Allison’s finger stabbed at the printout. She couldn’t wait to hear how Senator Fairview would try to explain this away.
SOUTHWEST PORTLAND
December 24
Maybe you should scoot your seat back,” Marshall said as they drove to church for the midnight Christmas Eve service. Allison loved the routine of welcoming the Christ Child in the middle of the night. When she was a kid, they would come home from the midnight service, drink hot cocoa, and go to sleep—although Allison and Lindsay often only pretended to, too eager for Christmas morning.
“Why?” Allison stopped typing in her pass code to access the voice mail system at work. Even though she had left the office three hours earlier, her mind still churned. There was no new word on the Converse case. And Lindsay hadn’t called back. It seemed that both Allison’s fifty dollars and Lindsay had vanished. She just hoped that Lindsay hadn’t pulled the same stunt with their mom.
Marshall pointed at the dash. “Maybe you shouldn’t be so close to the air bag.”
“I think that’s the whole point of the air bag.”
“An air bag is supposed to stop you from breaking your neck. It wasn’t designed to protect a baby. I was reading online; the Department of Transportation says pregnant women should sit as far back as possible from the air bag and keep their arms away from the dash area.”
“Are you going to be like this the whole time?” Allison patted Marshall’s knee. “Remember, women have been having babies for thousands of years. You’ve seen those diaries pioneer women kept. Made dozen loaves of bread, plowed back forty, gave birth to son, butchered hog. They didn’t worry about folic acid and air bags, and everything turned out fine.”
But even as she was speaking, Allison reached for the lever on the side of the seat and scooted it back as far as it would go. She finished entering her code and put the phone to her ear.
“You have two new voice mails,” the woman’s pleasant voice announced. The first was a request to change a meeting to a different time. The second was a man’s voice, husky, not one she recognized.
“Hey, slut. Listen to me. I know where your fancy house is in the West Hills. I’m going to give you what you’ve got coming.”
Allison gasped. Marshall looked over at her, concerned. With every ounce of will, she forced herself to listen to the man’s threats.

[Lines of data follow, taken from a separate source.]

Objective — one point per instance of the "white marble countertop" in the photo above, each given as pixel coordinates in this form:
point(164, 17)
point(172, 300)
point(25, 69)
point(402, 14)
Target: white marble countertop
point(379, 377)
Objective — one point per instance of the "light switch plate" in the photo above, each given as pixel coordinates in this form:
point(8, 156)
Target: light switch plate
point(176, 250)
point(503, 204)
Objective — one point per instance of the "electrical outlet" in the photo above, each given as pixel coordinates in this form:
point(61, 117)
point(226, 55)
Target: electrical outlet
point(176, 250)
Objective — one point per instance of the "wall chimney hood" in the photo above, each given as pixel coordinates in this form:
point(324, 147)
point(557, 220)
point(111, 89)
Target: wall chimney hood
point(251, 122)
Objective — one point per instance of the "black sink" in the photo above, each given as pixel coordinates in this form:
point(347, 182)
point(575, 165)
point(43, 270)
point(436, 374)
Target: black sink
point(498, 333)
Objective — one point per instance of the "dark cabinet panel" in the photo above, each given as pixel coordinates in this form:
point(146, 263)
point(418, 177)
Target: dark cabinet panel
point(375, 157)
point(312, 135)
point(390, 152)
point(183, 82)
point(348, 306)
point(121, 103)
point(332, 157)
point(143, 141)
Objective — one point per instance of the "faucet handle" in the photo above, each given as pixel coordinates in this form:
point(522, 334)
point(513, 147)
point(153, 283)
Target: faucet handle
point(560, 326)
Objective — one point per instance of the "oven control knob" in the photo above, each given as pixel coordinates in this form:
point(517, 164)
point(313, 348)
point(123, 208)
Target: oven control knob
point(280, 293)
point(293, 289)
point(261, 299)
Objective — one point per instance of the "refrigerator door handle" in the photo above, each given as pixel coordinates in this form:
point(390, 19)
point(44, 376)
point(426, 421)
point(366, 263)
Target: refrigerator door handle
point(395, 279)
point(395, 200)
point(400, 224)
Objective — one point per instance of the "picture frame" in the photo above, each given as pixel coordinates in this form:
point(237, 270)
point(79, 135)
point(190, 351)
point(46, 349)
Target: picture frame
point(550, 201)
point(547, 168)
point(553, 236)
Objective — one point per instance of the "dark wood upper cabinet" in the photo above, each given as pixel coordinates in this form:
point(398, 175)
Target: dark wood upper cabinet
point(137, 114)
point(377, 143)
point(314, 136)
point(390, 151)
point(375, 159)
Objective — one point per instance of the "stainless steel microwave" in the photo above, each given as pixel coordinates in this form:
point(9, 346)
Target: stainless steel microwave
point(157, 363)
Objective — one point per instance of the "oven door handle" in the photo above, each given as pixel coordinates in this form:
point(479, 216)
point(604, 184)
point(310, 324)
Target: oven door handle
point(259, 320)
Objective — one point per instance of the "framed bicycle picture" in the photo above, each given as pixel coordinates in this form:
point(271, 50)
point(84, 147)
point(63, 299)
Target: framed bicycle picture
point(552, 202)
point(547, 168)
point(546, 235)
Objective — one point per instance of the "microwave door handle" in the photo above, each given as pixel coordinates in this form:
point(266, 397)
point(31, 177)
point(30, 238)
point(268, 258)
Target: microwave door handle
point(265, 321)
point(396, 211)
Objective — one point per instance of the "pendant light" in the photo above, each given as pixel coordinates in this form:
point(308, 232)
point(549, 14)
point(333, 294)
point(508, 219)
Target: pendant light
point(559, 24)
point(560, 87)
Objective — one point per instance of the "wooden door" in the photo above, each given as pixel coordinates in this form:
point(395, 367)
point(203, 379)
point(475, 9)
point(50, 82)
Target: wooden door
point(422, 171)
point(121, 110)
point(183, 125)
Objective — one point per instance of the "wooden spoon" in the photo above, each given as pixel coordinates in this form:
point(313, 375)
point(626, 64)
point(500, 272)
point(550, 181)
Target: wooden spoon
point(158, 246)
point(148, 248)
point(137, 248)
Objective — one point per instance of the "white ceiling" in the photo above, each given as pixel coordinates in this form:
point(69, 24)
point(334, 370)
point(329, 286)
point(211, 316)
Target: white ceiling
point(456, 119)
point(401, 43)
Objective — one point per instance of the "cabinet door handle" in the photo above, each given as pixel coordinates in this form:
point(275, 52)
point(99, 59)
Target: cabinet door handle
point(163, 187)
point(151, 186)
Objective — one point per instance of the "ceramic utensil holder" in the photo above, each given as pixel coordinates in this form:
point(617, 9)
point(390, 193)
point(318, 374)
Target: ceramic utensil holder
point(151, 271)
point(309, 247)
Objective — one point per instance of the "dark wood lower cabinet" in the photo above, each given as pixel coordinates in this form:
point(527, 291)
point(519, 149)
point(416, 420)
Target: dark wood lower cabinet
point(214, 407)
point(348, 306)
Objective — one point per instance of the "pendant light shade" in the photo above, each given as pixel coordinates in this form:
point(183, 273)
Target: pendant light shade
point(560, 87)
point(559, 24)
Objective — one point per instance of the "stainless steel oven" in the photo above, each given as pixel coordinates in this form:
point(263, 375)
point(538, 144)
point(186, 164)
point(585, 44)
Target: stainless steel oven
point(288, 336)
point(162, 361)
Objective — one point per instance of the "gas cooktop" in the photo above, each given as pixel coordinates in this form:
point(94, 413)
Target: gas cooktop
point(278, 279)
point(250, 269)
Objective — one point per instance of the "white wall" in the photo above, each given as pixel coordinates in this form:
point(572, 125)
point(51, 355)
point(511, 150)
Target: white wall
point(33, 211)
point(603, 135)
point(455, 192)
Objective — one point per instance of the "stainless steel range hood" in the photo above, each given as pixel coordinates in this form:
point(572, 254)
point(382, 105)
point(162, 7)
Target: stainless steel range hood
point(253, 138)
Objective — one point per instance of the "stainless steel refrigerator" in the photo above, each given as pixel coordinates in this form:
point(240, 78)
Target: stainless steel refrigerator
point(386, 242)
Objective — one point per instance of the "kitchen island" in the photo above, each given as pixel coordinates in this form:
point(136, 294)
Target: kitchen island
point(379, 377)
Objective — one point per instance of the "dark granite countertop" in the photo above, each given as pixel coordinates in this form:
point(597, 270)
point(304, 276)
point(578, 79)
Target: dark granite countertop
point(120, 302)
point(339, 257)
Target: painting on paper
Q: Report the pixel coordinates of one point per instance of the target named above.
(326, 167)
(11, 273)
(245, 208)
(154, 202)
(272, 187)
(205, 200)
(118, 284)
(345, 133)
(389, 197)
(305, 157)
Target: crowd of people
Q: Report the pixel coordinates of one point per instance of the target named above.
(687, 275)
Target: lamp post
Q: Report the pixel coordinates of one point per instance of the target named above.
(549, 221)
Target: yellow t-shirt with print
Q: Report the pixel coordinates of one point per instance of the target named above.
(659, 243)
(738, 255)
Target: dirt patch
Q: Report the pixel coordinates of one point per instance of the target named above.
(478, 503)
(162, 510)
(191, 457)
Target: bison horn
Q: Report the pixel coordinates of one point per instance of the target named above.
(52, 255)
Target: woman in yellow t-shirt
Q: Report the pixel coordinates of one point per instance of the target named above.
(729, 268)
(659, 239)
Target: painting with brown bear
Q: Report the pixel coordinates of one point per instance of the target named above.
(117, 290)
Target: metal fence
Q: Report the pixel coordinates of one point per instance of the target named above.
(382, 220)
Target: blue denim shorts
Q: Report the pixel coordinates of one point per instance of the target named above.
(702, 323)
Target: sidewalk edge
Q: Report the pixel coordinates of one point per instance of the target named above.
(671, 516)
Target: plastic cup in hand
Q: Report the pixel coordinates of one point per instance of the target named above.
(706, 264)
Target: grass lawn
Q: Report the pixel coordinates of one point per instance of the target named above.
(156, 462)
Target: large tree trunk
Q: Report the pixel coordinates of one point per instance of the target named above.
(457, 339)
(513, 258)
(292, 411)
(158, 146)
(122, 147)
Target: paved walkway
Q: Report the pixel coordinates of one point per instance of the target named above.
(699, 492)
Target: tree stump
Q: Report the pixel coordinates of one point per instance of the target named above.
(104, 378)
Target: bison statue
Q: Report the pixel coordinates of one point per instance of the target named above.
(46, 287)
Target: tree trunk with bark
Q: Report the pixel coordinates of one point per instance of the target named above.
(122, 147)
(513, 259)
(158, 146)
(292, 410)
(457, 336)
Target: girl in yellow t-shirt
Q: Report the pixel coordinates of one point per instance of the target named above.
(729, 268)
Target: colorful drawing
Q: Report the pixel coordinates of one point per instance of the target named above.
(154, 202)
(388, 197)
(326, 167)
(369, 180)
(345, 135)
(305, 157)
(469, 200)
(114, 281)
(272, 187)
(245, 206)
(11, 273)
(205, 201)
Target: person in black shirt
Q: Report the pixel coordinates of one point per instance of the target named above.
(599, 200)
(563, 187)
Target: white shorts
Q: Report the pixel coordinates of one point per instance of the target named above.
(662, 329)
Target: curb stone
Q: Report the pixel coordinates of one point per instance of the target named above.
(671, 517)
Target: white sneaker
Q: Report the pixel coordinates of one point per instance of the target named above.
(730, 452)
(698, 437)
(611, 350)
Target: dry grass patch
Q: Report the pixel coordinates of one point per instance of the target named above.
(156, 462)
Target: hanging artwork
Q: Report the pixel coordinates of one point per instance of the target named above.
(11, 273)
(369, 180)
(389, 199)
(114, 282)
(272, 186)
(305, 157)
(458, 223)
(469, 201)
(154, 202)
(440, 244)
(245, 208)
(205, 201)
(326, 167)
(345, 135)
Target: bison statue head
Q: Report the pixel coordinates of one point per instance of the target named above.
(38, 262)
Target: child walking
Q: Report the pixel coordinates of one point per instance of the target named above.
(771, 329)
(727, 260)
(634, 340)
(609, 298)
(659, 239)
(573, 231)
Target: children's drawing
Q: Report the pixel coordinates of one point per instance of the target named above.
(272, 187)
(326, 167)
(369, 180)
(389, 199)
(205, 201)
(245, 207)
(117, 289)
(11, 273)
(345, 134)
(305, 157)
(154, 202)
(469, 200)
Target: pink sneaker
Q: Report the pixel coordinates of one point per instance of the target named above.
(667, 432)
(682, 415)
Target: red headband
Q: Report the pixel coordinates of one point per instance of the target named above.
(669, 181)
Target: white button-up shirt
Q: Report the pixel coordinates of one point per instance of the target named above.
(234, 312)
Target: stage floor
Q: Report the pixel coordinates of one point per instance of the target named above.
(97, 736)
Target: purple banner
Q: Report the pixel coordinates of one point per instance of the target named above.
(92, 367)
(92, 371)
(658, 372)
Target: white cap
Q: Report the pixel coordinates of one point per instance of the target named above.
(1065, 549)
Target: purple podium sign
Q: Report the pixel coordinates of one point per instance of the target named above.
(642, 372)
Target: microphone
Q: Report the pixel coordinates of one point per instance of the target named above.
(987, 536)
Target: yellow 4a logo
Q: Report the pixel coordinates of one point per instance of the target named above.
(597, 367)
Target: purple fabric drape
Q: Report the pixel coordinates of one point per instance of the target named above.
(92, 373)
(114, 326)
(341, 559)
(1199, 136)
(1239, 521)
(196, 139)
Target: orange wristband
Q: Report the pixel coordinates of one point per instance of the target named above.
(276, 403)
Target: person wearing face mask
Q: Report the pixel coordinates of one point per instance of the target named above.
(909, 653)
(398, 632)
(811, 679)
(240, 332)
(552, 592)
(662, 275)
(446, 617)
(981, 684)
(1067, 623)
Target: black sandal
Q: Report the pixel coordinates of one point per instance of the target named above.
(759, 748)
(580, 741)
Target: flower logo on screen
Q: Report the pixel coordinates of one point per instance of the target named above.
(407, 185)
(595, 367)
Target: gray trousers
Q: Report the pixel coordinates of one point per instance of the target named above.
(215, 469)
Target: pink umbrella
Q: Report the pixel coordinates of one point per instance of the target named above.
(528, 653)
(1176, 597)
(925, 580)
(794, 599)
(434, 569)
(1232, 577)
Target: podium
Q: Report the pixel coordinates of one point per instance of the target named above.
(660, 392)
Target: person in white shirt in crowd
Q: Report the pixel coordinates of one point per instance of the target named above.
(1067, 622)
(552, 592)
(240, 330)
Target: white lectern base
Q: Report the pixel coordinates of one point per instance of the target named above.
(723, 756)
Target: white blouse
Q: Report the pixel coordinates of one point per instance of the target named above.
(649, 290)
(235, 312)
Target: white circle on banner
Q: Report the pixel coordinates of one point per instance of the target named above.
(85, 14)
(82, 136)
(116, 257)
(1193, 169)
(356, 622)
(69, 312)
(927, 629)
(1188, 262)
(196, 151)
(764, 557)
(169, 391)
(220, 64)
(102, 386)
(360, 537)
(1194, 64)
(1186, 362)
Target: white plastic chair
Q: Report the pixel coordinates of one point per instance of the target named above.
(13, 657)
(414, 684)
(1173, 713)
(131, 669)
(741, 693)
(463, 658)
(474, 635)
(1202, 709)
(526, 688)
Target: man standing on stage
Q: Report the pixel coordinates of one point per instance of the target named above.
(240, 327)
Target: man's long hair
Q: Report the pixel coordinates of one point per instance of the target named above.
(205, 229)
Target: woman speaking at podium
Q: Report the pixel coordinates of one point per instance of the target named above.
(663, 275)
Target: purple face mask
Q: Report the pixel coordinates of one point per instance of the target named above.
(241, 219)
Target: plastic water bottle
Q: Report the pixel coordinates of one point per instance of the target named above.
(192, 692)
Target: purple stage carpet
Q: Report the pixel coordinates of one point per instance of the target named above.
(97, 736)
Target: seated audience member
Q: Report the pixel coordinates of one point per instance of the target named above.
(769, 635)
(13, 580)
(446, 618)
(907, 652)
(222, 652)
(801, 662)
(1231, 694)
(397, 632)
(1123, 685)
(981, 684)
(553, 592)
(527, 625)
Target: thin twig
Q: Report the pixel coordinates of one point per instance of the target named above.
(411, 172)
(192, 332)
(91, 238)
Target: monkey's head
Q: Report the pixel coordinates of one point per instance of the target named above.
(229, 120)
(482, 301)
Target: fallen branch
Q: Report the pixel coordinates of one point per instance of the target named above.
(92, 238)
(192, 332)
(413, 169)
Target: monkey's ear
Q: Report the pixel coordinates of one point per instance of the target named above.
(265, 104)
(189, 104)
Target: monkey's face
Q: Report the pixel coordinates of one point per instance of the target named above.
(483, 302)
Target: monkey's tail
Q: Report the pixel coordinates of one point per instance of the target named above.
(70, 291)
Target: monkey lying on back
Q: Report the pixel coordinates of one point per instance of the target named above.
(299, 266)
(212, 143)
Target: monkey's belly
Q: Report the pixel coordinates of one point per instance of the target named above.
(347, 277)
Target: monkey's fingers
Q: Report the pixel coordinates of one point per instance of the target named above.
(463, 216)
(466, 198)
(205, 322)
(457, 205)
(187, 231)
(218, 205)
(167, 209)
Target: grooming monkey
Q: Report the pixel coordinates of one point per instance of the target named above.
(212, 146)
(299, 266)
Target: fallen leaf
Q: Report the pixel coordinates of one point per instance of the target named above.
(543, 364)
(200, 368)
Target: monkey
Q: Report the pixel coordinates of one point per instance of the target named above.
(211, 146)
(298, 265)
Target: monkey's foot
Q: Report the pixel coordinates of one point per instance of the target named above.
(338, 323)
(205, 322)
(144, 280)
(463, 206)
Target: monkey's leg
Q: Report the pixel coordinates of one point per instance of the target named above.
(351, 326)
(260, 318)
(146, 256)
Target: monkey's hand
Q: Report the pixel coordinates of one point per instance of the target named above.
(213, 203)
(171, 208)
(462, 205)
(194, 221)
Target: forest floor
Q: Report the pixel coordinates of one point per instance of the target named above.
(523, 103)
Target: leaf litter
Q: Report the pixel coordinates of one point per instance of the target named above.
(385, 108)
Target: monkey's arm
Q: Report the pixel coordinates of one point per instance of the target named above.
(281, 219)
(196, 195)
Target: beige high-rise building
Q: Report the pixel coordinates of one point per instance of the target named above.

“I’m going to tie you down and rape you, and then I’m going to slit your throat.” And then he said the same words that had ended the note. “And I’m going to like it.”
There was a click.
“End of final message,” the woman’s voice announced cheerfully.
Allison flipped her phone closed. “This is not what I needed right now,” she said, her voice cracking.
Marshall hurriedly pulled into the far end of the church parking lot and turned off the car. He turned to her. “What is it? Did Lindsay call back? Is something wrong?”
“Oh, just a, a message. From someone who’s mad at me.Y
“Allison.” Marshall put his hand on her chin and made her look him directly in the eye. “What is it?”
She hesitated, then said, “I’ve gotten a couple of threats recently. You know the kind of people I put away. It comes with the territory.”
“But there’s a difference now, Allison. You have to think of the baby.”
“These people just like to hear themselves talk,” she said, trying to convince herself as much as Marshall. “And I’m taking precautions. There are extra patrols coming by the house. And Rod put a trap and trace on my phone, so I’ll be able to find out where it came from.”
Marshall sighed. “Maybe with the baby coming you should think about going into a different area of law. One that’s less dangerous.”